La familia Zambrano Rodríguez resalta la labor hecha por este actor en el país, no solamente por el profesionalismo y orgullo con el que ejerce su oficio, sino también por el sentido humano que le imprime a su trabajo y a cada lugar donde lo realiza.

Toribio, el burro que suma, resta y transforma vidas

 Son muchos los factores los que influyen en la grandeza de un artista, sería casi imposible hallar la fórmula secreta que usó Tongorito para llegar al estrellato. Sin embargo, si hay algo cierto es que este particular animal reconocido más por su gracia que por su inteligencia, fue un elemento clave en la construcción de un payaso que sacó miles de carcajadas al público colombiano.

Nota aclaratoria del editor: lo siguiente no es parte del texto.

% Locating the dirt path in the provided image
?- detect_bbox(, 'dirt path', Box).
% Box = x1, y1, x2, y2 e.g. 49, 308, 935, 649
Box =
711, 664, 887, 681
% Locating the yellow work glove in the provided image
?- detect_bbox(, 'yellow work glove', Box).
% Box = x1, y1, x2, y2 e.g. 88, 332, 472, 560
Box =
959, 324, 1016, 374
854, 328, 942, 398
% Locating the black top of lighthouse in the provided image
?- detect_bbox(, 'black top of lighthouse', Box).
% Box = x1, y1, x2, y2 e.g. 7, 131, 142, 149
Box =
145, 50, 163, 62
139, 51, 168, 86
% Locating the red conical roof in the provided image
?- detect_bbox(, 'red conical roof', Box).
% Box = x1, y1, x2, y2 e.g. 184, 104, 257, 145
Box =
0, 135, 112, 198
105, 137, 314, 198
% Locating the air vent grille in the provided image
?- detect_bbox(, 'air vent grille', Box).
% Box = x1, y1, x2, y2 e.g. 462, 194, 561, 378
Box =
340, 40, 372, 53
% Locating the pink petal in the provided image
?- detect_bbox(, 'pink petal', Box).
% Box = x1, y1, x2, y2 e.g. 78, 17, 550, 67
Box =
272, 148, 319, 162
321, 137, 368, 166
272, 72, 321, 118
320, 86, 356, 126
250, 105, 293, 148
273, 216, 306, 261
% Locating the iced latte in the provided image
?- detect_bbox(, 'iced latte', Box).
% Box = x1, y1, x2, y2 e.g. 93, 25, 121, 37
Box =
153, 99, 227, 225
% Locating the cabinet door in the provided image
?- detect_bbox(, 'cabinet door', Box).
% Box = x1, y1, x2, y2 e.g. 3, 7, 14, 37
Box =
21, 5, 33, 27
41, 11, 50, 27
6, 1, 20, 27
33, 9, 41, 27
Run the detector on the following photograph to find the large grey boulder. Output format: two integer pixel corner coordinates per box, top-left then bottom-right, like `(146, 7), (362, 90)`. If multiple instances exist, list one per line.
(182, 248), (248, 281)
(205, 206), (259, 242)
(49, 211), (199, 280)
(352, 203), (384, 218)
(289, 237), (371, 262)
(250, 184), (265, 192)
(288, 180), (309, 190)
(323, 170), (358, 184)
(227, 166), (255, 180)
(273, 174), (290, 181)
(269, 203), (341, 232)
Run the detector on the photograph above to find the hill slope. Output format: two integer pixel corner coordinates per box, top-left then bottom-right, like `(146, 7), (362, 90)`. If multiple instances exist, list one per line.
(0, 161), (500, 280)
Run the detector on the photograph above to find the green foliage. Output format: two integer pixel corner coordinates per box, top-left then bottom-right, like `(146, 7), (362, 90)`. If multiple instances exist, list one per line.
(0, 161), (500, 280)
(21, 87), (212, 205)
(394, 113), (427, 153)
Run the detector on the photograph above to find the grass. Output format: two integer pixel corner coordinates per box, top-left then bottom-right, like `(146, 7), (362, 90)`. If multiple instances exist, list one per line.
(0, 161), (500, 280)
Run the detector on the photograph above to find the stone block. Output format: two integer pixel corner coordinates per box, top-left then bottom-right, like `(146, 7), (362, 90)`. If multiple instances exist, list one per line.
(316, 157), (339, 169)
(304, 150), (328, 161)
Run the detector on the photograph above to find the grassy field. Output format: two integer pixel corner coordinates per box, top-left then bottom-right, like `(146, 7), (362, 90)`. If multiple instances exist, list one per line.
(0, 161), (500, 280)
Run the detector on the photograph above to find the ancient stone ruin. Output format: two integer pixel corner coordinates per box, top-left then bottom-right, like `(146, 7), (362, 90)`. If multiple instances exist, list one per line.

“Yo le decía al animal: -a ver Toribio, salga, concéntrese y adéntrese, búsqueme dentro del circo la persona que no pagó la entrada- él salía daba la vuelta, y a la persona que veía comiendo, a ese iba y le caía”, afirma Tongorito en medio de carcajadas al recodar que gracias a este acto inició su historia de amor con Mery. Además, Toribio bailaba, daba besos, jugaba a ser toreado y estar muerto, encantando a los espectadores con su singular comportamiento.

¿Pero cómo lograba Tongorito amaestrar con tanta sencillez a un animal conocido por su terquedad y falta de inteligencia? La educación del animal iniciaba desde pequeño, al comprarlo lo llevaba a su casa y lo mantenía de su lado todo el tiempo usando una soga, simulando el actuar de un cachorro. Por medio de zanahorias y azúcar en los bolsillos lograba que Toribio le obedeciera, no obstante, lo más importante era compartir la mayor cantidad de tiempo con el animal, por lo cual hacían largas caminatas por la carrera 35 de Bucaramanga.

La carrera de Tongorito fue destacada gracias a la presencia de tres burros: Toribio el más importante y el pionero en todo su trabajo como domador de estos animales; Gitano, muy especial también para la familia quienes lo distinguían por su particular color marrón; y Toribio II, recordado por fallecer en el barrio La Joya en los días cercanos a la muerte del  padre de Tongorito. En ese instante, se genera una atmósfera de melancolía en la casa fruto del recuerdo que revive a los familiares perdidos.

[FOTO 4]: Los Zambrano Rodríguez: tres generaciones de narices rojas
Tongorito no le prometió un hogar convencional, después de 50 años juntos, Mery agradece la vida, el tiempo, la alegría y el amor que esta unión le ha dado. Foto
 

A pesar de la tristeza que generan las remembranzas, la familia siempre mantiene una sonrisa en su rostro al contar los momentos felices y los difíciles, una amabilidad y simpatía que deja huella en todo aquel que se interesa por su historia de vida. Con un fuerte abrazo y una nariz de payaso como recuerdo se despiden de Plataforma, asegurando que a pesar de las dificultades “el show debe continuar”.